De la faute humaine à celle des hormones

Sodomie, masochisme, homosexualité furent longtemps considérés comme des fautes. Confiées aux mains des médecins, elles sont devenues au XIXe siècle des maladies. C’est ainsi que la sexualité est venue occuper une grande place chez les spécialistes de la santé mentale.

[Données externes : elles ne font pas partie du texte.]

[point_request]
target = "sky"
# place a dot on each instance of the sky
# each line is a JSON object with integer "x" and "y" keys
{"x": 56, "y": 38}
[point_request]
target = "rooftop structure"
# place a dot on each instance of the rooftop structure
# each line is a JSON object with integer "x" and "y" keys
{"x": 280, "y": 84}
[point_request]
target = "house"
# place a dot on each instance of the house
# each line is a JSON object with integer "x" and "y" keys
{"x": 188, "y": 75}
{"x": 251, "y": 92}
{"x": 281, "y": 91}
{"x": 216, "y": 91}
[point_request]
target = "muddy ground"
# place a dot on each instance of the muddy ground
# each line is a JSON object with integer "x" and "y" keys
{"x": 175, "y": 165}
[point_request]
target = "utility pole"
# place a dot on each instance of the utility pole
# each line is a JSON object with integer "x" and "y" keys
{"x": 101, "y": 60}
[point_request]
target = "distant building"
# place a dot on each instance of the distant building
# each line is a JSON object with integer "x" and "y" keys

Les perversions sexuelles ne datent pas d’hier. Sur la Rome des César, tournée vers le plaisir et la jouissance sans contrainte, les récits abondent. L’empereur Néron, réputé cruel, assouvissait ses fantasmes sur des hommes et des femmes attachés à des poteaux, ou bien encore se donnait à son esclave affranchi Doryphore dont il se considérait l’épouse. Clou de ses fantaisies, il fit châtrer un adolescent pour le transformer en femme et s’unit à lui selon les sacrements du mariage. Ces pratiques sexuelles bizarres existent peut-être depuis les débuts de l’humanité. Comme le rappelle Claude Aron, spécialiste de physiologie de la reproduction, elles ont entretenu au fil des siècles des rapports complexes avec l’Église, avant d’attirer l’attention du pouvoir médical (1). La morale religieuse a régi avec autant de poids que le droit les pratique sexuelles jusqu’à la fin du XVIIIe siècle. Toute manière de jouir autre que l’accouplement hétérosexuel dans les voies prévues à cet effet était un péché, volontiers assimilé à l’onanisme. Les tribunaux ecclésiastiques avaient même concrètement la charge de juger les pratiques sodomites. La condamnation pour ce crime pouvait aller jusqu’au bûcher. Mais la médecine, bientôt, s’intéressa également aux déviances sexuelles. En 1765, la parution de L’Onanisme, dissertation sur les maladies produites par la masturbation, par Samuel-Auguste Tissot marqua un tournant dans la médicalisation du domaine sexuel. Selon ce bon docteur, la masturbation (chez le garçon) pouvait être la cause d’un nombre impressionnant de maladies, dont l’épilepsie, la mélancolie et le vieillissement prématuré.

 

Les débuts de la pathologie sexuelle

Elle devait donc être condamnée sans appel. Mais plutôt que de punir le coupable, il s’agissait désormais de le guérir de son habitude. Un médecin bricoleur conçut bientôt un modèle de lit à cloison qui isolait les bras de la partie inférieure du corps, empêchant tout contact avec les parties génitales. La médecine s’est donc attachée d’abord à développer une surveillance sanitaire des déviants sexuels, et ce n’est qu’à la fin du XIXe siècle qu’une réflexion moins répressive et moraliste put commencer à voir le jour.